After McCrossens I took Mr. Ass up on his invitation to dinner in the country. When I arrived my car's headlights illuminated this giant spider and spider web. This is a web that, were you to run into it, would easily span one's torso or - even more horrifying - one's face and shoulders. Guh.
I like that spiders eat bugs, but I do not care for running into their webs unannounced. I was just thinking about how if I had a kid I would teach him or her to always walk in the woods with a stick. A stick you should be rhythmically be swinging in front of you in order to prevent any full face to web (or scrambling spider!) contact. I find it makes the woods far more enjoyable.
Mr Ass. whipped up a tasty meal of grilled chicken, some of which were wrapped in shiso leaves from the garden. Fresh corn was also enjoyed. We ended up going to New Hope for a taste of its nightlife. It's strange there. New Hope is this bustling center of such a strange sprawling country-ish area with plenty of relatively affluent (and non affluent) folks gather. You'll see bearded men greying beards, leather jackets and blonde lady friends mount their motorcycles and ride off with a growl. You'll also see equally older men with well dressed girlfriends slide into their fancy convertible sport cars and drive off with a vroom. Also in attendance will be a wide range of other folk. A man in academic gown stalking the streets and reeking of weed. Lesbians - butch and femme and all between- asking others if they can pet their dogs. Dogs, happily panting at the end of leashes enjoying the attention of strangers smoking outside bars. Dudes wearing dress shirts and party jeans with wide shoulders, gelled hair and a hit of fake tanner. Bearded buddies dressed down and shooting the shit. I saw one group of women all of whom were very thin and very very short and tight dresses; the kind of dress with missing sleeves and sexy necklines. They looked great, but I just couldn't understand New Hope as a place where one would want or need to dress up in such a fashion. I think this may be out of touch.

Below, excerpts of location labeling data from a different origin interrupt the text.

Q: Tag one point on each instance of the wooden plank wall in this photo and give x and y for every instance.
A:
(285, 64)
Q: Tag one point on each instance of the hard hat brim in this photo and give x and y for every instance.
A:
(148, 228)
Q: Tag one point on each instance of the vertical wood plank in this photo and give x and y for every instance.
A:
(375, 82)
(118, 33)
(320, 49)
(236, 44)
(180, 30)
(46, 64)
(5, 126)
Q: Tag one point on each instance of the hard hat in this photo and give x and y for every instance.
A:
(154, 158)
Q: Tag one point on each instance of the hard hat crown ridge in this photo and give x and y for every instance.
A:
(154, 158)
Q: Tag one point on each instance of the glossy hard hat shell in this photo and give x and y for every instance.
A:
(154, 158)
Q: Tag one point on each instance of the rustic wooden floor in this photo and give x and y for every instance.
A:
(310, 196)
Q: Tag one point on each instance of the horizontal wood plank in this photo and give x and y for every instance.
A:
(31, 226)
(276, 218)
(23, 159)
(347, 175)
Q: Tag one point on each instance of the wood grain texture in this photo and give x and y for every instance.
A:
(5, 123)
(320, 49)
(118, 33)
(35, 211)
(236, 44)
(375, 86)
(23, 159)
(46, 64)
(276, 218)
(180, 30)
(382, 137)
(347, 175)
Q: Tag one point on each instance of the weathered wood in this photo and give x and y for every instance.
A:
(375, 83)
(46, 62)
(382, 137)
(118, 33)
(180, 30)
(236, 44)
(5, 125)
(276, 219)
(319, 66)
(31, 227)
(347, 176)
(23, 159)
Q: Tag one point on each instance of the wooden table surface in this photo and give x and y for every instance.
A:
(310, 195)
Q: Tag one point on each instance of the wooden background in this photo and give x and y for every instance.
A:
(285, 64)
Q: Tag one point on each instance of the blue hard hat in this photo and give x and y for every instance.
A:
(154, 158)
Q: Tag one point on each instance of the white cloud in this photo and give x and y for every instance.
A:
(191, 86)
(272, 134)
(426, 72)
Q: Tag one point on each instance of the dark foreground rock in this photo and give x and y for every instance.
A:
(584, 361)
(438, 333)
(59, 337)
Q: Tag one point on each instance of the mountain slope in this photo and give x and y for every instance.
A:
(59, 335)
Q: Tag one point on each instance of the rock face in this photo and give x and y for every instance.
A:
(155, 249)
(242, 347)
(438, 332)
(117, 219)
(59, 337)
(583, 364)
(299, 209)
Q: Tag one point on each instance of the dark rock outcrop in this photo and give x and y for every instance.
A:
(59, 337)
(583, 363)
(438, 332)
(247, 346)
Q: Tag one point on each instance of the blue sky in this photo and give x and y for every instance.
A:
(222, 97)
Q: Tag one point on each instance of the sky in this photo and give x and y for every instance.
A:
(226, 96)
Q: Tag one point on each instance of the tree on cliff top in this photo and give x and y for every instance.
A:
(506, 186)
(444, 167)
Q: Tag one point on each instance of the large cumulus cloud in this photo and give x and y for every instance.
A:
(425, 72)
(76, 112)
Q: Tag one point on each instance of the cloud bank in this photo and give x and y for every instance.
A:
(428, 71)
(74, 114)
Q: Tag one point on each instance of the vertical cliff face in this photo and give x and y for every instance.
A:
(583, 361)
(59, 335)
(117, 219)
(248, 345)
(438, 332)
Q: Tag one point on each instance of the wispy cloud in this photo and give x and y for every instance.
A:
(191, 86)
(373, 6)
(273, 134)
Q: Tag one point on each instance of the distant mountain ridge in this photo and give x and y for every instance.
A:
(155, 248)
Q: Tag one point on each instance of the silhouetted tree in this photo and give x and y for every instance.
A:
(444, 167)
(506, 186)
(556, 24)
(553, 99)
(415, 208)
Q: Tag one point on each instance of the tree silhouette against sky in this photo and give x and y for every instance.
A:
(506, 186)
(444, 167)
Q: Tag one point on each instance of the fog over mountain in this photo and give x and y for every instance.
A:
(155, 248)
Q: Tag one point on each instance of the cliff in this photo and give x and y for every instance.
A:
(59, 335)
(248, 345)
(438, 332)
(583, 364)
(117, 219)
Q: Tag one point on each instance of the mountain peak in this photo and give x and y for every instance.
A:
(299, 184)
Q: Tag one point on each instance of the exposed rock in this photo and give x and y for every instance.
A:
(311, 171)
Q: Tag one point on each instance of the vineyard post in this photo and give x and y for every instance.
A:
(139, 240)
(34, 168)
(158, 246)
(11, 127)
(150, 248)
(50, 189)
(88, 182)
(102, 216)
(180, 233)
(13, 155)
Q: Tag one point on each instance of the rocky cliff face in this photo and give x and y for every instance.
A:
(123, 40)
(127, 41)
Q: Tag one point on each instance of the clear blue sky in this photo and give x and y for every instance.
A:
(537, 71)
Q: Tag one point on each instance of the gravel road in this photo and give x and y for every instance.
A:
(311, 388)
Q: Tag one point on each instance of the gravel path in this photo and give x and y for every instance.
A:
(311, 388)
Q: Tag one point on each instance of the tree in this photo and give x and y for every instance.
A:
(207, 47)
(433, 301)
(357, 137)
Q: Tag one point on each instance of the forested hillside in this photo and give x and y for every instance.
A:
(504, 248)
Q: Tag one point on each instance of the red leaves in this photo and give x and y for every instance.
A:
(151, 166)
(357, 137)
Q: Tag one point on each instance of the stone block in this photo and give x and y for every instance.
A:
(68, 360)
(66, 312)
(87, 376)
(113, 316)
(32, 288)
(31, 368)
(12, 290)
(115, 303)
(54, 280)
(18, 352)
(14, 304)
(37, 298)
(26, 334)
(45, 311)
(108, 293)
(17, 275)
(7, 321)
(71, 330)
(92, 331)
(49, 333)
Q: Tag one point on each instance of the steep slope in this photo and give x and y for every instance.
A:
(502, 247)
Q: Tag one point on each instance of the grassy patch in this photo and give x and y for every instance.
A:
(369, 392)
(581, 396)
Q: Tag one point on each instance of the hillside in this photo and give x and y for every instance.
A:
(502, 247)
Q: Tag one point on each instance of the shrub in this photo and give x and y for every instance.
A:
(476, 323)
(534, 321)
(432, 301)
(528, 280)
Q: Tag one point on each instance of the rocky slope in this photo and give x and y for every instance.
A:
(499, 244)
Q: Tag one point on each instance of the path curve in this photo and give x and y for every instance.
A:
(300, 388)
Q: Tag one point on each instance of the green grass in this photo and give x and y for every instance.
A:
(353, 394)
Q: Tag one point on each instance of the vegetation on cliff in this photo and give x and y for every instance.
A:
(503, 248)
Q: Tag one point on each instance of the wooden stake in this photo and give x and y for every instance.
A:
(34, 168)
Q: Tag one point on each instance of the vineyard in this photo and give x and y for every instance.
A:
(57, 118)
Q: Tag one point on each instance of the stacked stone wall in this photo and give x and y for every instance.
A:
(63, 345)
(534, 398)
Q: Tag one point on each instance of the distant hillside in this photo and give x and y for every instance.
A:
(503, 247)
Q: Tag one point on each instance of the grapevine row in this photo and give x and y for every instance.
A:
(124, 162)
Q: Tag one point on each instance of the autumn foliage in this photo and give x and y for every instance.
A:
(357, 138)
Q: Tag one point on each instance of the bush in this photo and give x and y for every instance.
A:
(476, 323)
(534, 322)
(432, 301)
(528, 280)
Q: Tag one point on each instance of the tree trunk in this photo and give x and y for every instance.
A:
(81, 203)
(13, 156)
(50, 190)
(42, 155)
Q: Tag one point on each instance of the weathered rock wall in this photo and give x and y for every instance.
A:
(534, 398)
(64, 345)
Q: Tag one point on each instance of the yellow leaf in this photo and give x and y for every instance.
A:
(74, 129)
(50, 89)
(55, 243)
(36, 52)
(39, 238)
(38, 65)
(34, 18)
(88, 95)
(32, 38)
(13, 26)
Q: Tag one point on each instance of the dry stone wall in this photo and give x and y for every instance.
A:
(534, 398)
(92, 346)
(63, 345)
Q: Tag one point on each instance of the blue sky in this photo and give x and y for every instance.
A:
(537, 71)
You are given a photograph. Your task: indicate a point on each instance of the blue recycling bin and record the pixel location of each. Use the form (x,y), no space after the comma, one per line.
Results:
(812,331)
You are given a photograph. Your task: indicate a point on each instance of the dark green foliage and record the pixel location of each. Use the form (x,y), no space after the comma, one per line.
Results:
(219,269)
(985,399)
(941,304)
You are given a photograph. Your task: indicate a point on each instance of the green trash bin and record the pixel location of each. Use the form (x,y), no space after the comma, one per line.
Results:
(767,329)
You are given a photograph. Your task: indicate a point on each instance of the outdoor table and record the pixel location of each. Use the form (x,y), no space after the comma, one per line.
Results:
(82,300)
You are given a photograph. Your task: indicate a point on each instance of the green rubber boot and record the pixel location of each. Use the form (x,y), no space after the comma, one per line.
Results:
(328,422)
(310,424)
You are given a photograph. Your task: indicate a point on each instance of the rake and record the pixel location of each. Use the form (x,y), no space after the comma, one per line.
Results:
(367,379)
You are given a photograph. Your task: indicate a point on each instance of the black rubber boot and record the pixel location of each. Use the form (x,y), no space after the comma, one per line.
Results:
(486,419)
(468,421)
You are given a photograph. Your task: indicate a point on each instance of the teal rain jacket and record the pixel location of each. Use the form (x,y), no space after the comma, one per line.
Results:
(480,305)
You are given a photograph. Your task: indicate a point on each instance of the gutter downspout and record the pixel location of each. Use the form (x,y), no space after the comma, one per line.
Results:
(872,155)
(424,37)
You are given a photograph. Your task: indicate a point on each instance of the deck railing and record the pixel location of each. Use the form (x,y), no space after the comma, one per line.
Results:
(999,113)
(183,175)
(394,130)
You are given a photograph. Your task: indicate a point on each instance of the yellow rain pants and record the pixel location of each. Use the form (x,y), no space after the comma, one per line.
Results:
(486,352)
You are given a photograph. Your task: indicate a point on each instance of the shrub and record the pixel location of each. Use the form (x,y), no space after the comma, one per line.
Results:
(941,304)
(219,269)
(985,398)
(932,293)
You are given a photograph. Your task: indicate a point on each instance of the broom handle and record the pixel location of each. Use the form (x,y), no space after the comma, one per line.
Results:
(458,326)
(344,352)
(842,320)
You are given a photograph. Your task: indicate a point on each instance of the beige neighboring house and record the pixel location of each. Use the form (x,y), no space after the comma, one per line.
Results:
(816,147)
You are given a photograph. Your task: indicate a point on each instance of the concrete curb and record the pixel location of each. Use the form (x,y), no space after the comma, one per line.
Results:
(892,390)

The next morning I got up earlier than I strictly meant to but had important life errands to run. Mainly taking care of my car's need for changed oil. This was something I had put off for more time than I'd like to discuss. But before I left I did take a little perusal of the garden in daylight/
Asparagus jungle.
1 comment:
Spiders are amazing. And if I am honest, somewhat stupid. Every morning for the last week I have had to waft my hand around as I open the front door to, Sorry For You Spider, knock down a web constructed between the storm door hinges and the holly bush. Sigh. Every morning. Memo to Spider: Humans use this for egress. Daily.
One year I was driving the boring stretch between Sewanee and Monteagle very early in the morning and I noticed that high up and in between the doublestrung power lines about every 30 feet there were these huge and amazing webs catching the sunlight. Crazy. Have yet to see that again. There or anywhere.
Sticks for whacking spider webs and hats to keep ticks off one's head. Good lessons for small children.